In [1]:
import pandas as pd
import altair as alt
import numpy as np
import math
import requests
from bs4 import BeautifulSoup
import regex as re
import time
import geopandas as gpd

In [2]:
%load_ext nb_black

<IPython.core.display.Javascript object>

# Data Cleaning and Manipulation

### World Cup Power Rating

In [55]:
df = pd.read_csv("dataset/results.csv")

wc_data = df[df.tournament == "FIFA World Cup"].copy()

<IPython.core.display.Javascript object>

In [56]:
# Winning team gets 3 points, losing team gets 0 point, and tie gets 1 point, as per World Cup convention
def get_result(row, side):
    if side == "home":
        if row.home_score > row.away_score:
            return 3
        elif row.home_score < row.away_score:
            return 0
        else:
            return 1
    else:
        if row.home_score < row.away_score:
            return 3
        elif row.home_score > row.away_score:
            return 0
        else:
            return 1


# This function returns the goal difference for both home and away
def get_goal_diff(row, side):
    if side == "home":
        return row.home_score - row.away_score
    else:
        return row.away_score - row.home_score


# Returns World Cup results for each iteration of the event
def return_world_cup_result(data, country_name):
    df = data.copy()
    df = df[((df.tournament == "FIFA World Cup") & (df.country == country_name))].copy()

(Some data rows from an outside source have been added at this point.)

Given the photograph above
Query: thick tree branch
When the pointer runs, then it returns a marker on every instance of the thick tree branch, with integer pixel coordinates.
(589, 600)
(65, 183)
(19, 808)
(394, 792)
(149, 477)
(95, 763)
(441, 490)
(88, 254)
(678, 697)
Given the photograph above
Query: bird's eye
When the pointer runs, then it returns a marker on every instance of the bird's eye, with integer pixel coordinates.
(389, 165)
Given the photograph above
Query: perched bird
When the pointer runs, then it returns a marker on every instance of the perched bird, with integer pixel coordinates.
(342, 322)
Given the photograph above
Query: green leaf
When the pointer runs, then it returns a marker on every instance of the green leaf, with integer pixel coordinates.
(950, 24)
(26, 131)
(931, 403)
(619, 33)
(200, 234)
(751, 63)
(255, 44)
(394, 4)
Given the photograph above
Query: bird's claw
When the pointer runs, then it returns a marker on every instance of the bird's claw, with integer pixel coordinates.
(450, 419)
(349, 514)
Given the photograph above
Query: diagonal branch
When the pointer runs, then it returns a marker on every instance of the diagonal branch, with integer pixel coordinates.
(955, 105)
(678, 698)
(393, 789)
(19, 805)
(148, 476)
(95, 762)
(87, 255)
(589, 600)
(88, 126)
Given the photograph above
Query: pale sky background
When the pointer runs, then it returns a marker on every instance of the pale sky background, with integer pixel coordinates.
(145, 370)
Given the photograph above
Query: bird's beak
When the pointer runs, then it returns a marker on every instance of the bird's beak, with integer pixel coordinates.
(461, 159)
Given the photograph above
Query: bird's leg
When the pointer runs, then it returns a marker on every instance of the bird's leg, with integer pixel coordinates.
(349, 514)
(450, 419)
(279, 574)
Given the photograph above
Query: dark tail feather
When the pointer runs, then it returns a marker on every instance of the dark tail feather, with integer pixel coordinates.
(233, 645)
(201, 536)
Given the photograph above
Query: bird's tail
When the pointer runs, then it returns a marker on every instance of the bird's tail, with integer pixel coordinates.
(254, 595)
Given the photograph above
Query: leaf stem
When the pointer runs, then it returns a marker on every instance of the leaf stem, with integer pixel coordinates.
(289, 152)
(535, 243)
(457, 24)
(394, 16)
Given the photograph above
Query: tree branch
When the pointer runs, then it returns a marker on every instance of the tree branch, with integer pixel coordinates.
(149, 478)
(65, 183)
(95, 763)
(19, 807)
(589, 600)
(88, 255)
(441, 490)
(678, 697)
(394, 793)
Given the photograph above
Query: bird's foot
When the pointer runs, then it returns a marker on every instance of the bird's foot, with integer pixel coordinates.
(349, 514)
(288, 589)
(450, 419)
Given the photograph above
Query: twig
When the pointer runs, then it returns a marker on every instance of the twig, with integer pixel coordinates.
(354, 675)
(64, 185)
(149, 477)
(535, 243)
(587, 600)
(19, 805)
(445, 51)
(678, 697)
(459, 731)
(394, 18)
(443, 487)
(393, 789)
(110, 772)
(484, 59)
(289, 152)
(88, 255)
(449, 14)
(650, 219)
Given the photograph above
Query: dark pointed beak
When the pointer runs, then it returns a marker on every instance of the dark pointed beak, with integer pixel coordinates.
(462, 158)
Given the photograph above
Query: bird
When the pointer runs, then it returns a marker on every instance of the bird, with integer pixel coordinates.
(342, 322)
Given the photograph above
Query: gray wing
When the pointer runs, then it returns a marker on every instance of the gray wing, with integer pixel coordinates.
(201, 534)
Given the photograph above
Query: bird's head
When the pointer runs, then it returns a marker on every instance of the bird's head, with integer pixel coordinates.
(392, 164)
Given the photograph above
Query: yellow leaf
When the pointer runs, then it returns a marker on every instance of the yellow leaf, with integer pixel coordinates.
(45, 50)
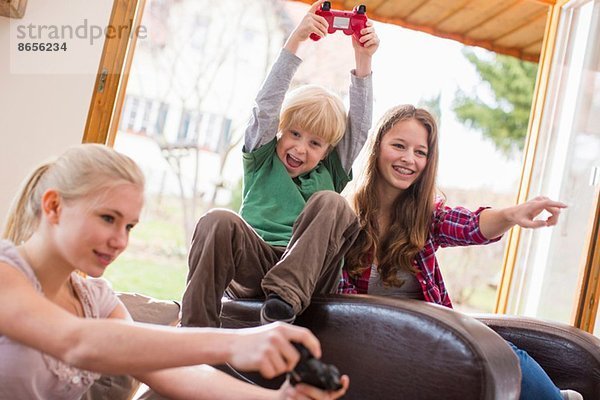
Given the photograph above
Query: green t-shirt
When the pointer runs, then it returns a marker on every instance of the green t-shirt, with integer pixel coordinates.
(273, 200)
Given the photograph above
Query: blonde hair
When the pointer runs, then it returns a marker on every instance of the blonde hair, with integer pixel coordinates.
(412, 210)
(79, 171)
(315, 109)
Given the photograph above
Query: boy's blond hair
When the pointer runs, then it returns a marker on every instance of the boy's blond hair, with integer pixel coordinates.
(315, 109)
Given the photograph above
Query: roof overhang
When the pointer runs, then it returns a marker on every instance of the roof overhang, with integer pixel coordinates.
(511, 27)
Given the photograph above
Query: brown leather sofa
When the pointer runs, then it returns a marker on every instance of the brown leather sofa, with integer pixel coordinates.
(570, 356)
(405, 349)
(410, 349)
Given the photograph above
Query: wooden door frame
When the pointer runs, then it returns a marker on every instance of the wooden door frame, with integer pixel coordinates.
(113, 72)
(588, 291)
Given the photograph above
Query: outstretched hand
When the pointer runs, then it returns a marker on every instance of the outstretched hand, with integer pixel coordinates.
(306, 392)
(268, 349)
(524, 214)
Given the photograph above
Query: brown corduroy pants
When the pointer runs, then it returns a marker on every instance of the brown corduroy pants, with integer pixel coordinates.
(228, 255)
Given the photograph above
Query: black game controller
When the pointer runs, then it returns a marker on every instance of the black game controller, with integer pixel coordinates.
(314, 372)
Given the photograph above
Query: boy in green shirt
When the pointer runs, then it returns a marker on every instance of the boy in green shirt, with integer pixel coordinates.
(290, 240)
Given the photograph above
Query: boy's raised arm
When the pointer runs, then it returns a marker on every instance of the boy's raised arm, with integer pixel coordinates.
(264, 122)
(360, 113)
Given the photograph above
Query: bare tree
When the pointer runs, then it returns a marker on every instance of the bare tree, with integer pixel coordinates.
(195, 41)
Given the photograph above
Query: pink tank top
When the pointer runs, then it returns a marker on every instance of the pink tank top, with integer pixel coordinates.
(26, 373)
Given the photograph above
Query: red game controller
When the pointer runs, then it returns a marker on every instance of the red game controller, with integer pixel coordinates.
(349, 22)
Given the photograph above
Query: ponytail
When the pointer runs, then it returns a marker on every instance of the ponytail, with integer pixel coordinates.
(24, 213)
(79, 171)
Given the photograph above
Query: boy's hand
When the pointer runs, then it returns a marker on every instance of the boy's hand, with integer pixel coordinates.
(311, 23)
(369, 39)
(363, 54)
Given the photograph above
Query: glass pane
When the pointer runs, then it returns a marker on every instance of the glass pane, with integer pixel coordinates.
(546, 278)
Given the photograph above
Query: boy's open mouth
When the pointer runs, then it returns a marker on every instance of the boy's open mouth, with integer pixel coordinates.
(293, 161)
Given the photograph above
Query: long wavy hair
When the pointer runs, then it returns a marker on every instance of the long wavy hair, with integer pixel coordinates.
(412, 210)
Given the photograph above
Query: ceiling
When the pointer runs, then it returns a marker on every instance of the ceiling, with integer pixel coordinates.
(512, 27)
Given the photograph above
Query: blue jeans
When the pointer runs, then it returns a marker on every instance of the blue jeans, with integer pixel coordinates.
(535, 383)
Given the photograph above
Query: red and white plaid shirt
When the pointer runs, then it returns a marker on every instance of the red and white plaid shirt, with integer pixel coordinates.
(449, 227)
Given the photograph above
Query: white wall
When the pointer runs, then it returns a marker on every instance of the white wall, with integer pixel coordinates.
(44, 97)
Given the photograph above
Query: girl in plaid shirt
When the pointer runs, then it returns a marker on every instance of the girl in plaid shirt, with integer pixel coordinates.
(403, 224)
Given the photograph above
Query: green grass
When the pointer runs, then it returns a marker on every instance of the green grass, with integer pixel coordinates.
(155, 263)
(162, 279)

    df["home_result"] = df.apply(lambda x: get_result(x, "home"), axis=1)
    df["away_result"] = df.apply(lambda x: get_result(x, "away"), axis=1)
    df["home_goal_diff"] = df.apply(lambda x: get_goal_diff(x, "home"), axis=1)
    df["away_goal_diff"] = df.apply(lambda x: get_goal_diff(x, "away"), axis=1)

    home = df[
        ["tournament", "country", "home_team", "home_result", "home_goal_diff"]
    ].copy()
    away = df[
        ["tournament", "country", "away_team", "away_result", "away_goal_diff"]
    ].copy()

    home.rename(
        columns={
            "home_team": "team",
            "home_result": "result",
            "home_goal_diff": "goal_diff",
        },
        inplace=True,
    )
    away.rename(
        columns={
            "away_team": "team",
            "away_result": "result",
            "away_goal_diff": "goal_diff",
        },
        inplace=True,
    )

    combined = pd.concat([home, away]).copy()

    # Match count is the best indicator of how well the team did
    combined["match_count"] = 1

    # This ordering is not the most accurate, but is systematic way to calculate power rating
    combined = (
        combined.groupby(["tournament", "country", "team"], as_index=False)
        .sum()
        .sort_values(by=["match_count", "result", "goal_diff"], ascending=False)
        .reset_index(drop=True)
        .reset_index()
        .rename(columns={"index": "rank"})
    )
    combined["wc_result_score"] = (32 - (combined["rank"] + 1)) / 32 + 1 / 32

    return combined

<IPython.core.display.Javascript object>

In [57]:
russia = return_world_cup_result(wc_data, "Russia")[
    ["country", "team", "wc_result_score"]
]
qatar = return_world_cup_result(wc_data, "Qatar")[
    ["country", "team", "wc_result_score"]
]

wc_results_2018_2022 = russia.merge(qatar, how="outer", on=["team"]).copy()

wc_results_2018_2022 = wc_results_2018_2022[
    ["team", "wc_result_score_x", "wc_result_score_y"]
]

wc_results_2018_2022 = wc_results_2018_2022.fillna(0)

wc_results_2018_2022 = wc_results_2018_2022.melt(id_vars=["team"])

wc_results_2018_2022 = wc_results_2018_2022.drop(columns=["variable"]).rename(
    columns={"value": "power_rating"}
)

wc_results_2018_2022 = wc_results_2018_2022.groupby(["team"], as_index=False).mean()

wc_results_2018_2022 = wc_results_2018_2022.rename(columns={"team": "country_name"})

<IPython.core.display.Javascript object>

#### Convert to CSV: World Cup Power Rating

In [58]:
wc_results_2018_2022.to_csv("world_cup_result.csv")

<IPython.core.display.Javascript object>